Bu sürecin geçici olduğunu düşünmüyorum. Artık doğaya ve doğala özlem geri geldi. İnsanlar bunu sevdi. Sakinlik ve hareket kabiliyeti rahatlık getirdi. Bu artışın bir süre daha devam edeceğini düşünüyorum.
Tapu ve Kadastro Genel Müdürlüğü verilerine göre, geçen yıl 1-27 Haziran’da ülke genelinde 6 bin 658 kredili konut satışı gerçekleştirilirken, bu yılın aynı döneminde faiz oranlarındaki düşüşün etkisiyle bu rakam 93 bin 704’e yükseldi. Cazip krediler sayesinde Bursamız Haziran Ayı’nda 3 bin 592 konut satışı ile en fazla konut satışı gerçekleştirilen iller arasında yer aldı. Faiz oranlarının düşürülmesi ile birlikte konut fiyatlarındaki yüzde 10-15’lik artış yaşandı. Fakat buna rağmen önemli bir hareket yaşanıyor. Emlak sektöründe aynı hareketliliğin işyeri satışı ve kiralanmasında da yaşanmasını umuyoruz.
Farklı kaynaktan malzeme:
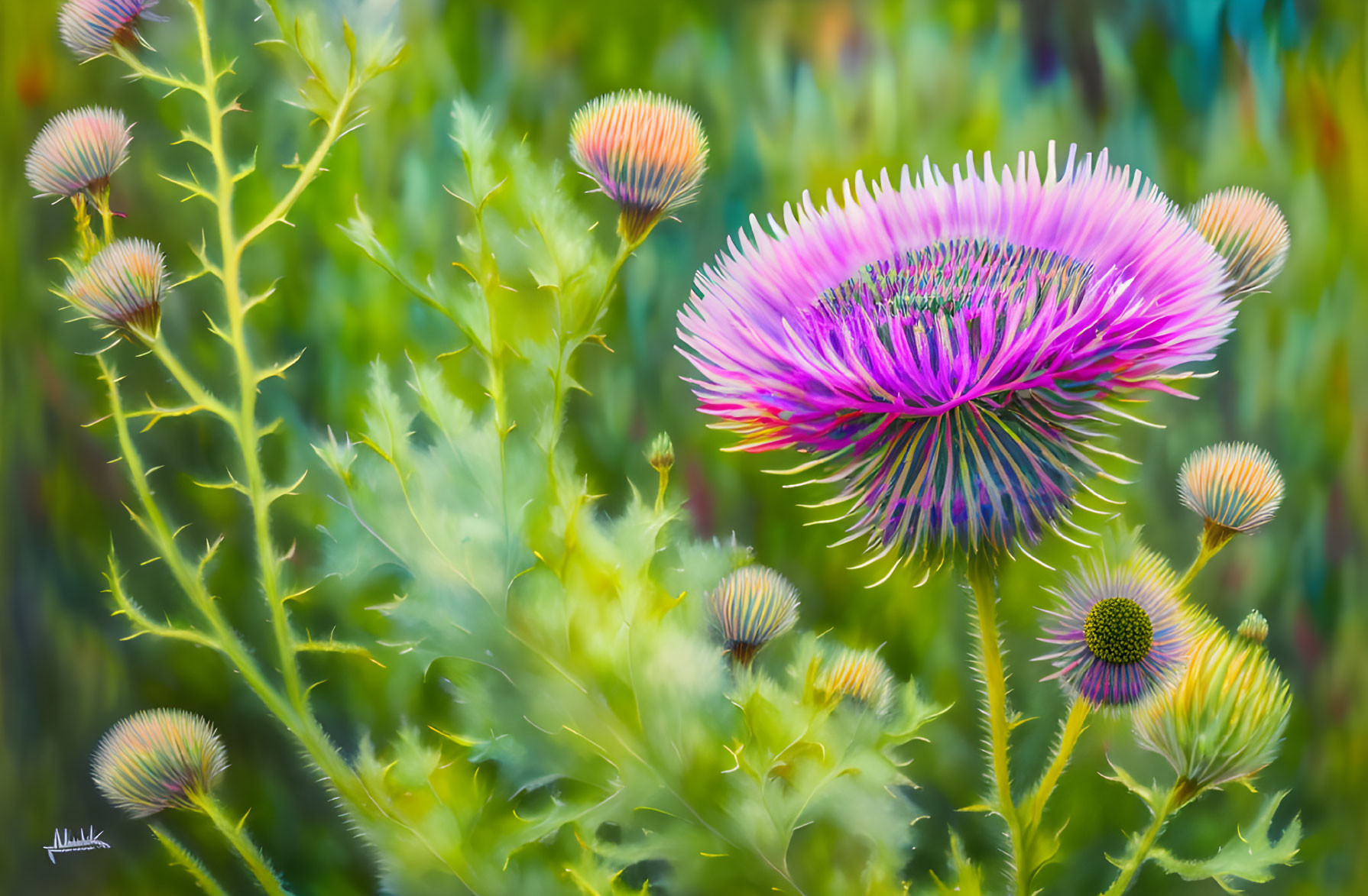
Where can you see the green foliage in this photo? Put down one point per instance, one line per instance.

Bu alanda da yaşanacak olası bir hareketlenme ile bu durgun dönemden güçlenerek çıkılacağına inanıyorum.
KRİSTAL TÜRKİYE PLUS GAYRİMENKUL BROKER SİBEL TANER HACIOĞLU:
Koronavirüs ve yaşamakta olduğumuz hayat şartlarının değişimi, günümüz insanını, gayrimenkul tercihinde yeşil alan ve toprak tercihlerine yöneltti. Yaşadığımız süreç bizleri betonarme yapıların sınırlandırılmış mekânlarına kapalı bıraktığı için içgüdüsel olarak doğaya ve yeşile dönme isteğimiz arttı. Gerek konut olsun, gerekse de yatırım amaçlı olarak arazi/arsa nitelikli gayrimenkullere olan ilgi bu doğrultuda daha da arttı.
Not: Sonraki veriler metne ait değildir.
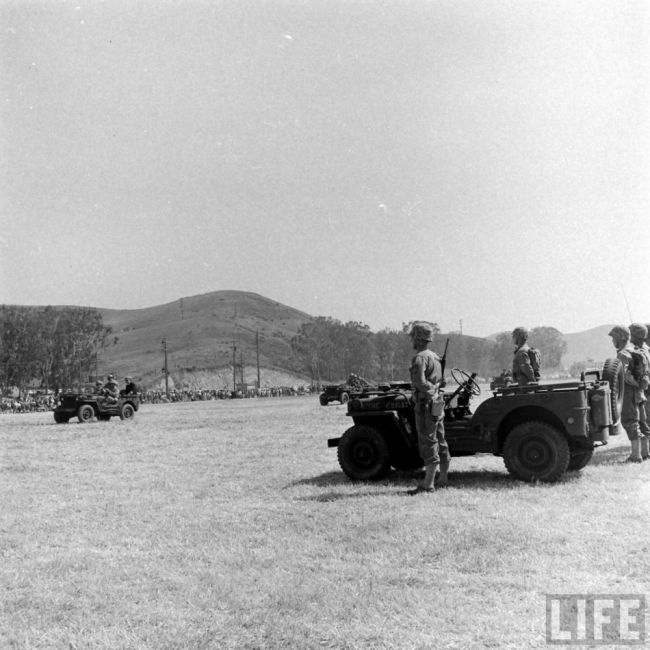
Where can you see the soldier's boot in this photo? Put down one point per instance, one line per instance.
(635, 453)
(426, 484)
(429, 476)
(444, 469)
(645, 448)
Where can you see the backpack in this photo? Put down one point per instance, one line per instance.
(638, 366)
(535, 361)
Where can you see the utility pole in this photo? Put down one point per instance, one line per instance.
(234, 365)
(257, 345)
(164, 343)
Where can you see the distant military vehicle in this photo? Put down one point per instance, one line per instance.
(86, 406)
(354, 385)
(540, 430)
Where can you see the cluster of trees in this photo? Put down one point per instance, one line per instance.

Hayatlarımızın yeni şekli ile birlikte değişen algı ve isteklerimizin kolayca kaybolacağını düşünmüyorum. Pandemi sürecini atlatsak bile bu ihtimal ve yaşanmışlık sürekli zihinlerde olacağı için yeni standartlarımız değişmeyecektir. Piyasanın gereği olarak arz-talep oranının değişmesiyle fiyatlar da yükselişe geçti. Öngörüm üzere talep devam edecek ve fiyatlarda da yükseliş sürecektir.
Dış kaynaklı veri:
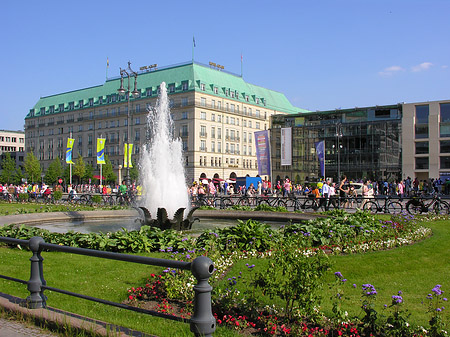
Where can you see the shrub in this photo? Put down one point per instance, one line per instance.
(57, 195)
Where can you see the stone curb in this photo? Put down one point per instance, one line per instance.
(60, 318)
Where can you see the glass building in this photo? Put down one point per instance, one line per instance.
(359, 142)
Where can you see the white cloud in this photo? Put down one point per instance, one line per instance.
(421, 67)
(389, 71)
REALTY WORLD YÖN GAYRİMENKUL VE YATIRIM UZMANI ERSOY TUNA:
Toprak her dönemin en değerli yatırım aracı. “Ne altın ne borsa her zaman arsa” diye boşuna söylemezler. Toprak yatırımı öncelikli olarak ileride değerlensin düşüncesi ile tercih edilir. Ancak, “şehre yakın ama doğa içinde bir parça yerim olsun” düşüncesi de son zamanlarda ağırlık kazanmıştı. Kendine ait toprakta hobi amaçlı bir şeyler ekip yetiştirmek stresten uzaklaşmak ayrı bir yatırım konusu olmuştu. Korona virüs süreci artık konuyu yatırım veya hobiden çıkarıp kendi hayatını oraya taşıyabilme amacına evrilmeye başladı. Virüsün bulaşma riskini arttıran kalabalık ortamlardan daha güvenli ve sakin ortamlara yönelme isteği hız kazandı. Dolayısıyla, sağlık amaçlı toprak satın almak da artık yatırım sebebi oldu. Şehir hayatından doğrudan veya kademeli olarak ayrılıp, köy ve kasabalara yerleşerek riskten uzak bir hayat tarzı da bundan sonra daha sık tercih edilir olacaktır.
Bu ilginin yakın zamanda geçeceğine ihtimal vermiyorum. Özellikle uzaktan çalışma imkânı olan insanlar, bu ilgiye devam edeceklerdir. Belki de şehir hayatından kaçmak için uzaktan çalışmaya dayalı sektörlere geçiş yapacaklardır. Bu ve benzeri tercihlerden dolayı da oralara ait imar planları, mimari planlama ve hatta nüfus planlaması bile zamanla hastalıktan korunmaya yönelik olarak şekillenecektir. Bu imkâna sahip olmayanlar da çocuklarının geleceği için ilgi göstereceklerdir.
Toprak fiyatı zaten canlı bir organizma gibidir. Normalde de sürekli artış gösterir. Çevresinde veya yakınında yapılması planlanan ya da yapılmaya başlanan projelerin etkisi ile fiyatı her geçen gün yukarı yönlü ivmelenir. İktisat kuralı olarak da, talep varsa fiyat zaten artar. Ancak şu an yaşadığımız çok farklı bir durum. Ortada sağlık amaçlı bir yer edinme konusu var. Bu sektördeki en büyük sıkıntımız fırsatçılık. Durumdan fırsat çıkarıp, normal piyasa fiyatlarını şişirenler bu dönemde de karşımıza çıkacaktır. Hatta fiyatların pandemi öncesine oranla ortalama %15-20 civarında yükseldiğini de görmeye başladık. Elbette bu her yer için geçerli değil. Yatırım yapmak isteyen müşterilerimiz sıkıntı yaşamamak için, alacakları yerleri iyi araştırsınlar. Bölgenin uzmanı, Mesleki Yeterlilik Belgesi olan, profesyonel gayrimenkul danışmanları aracılığı ile işlemlerini gerçekleştirsinler.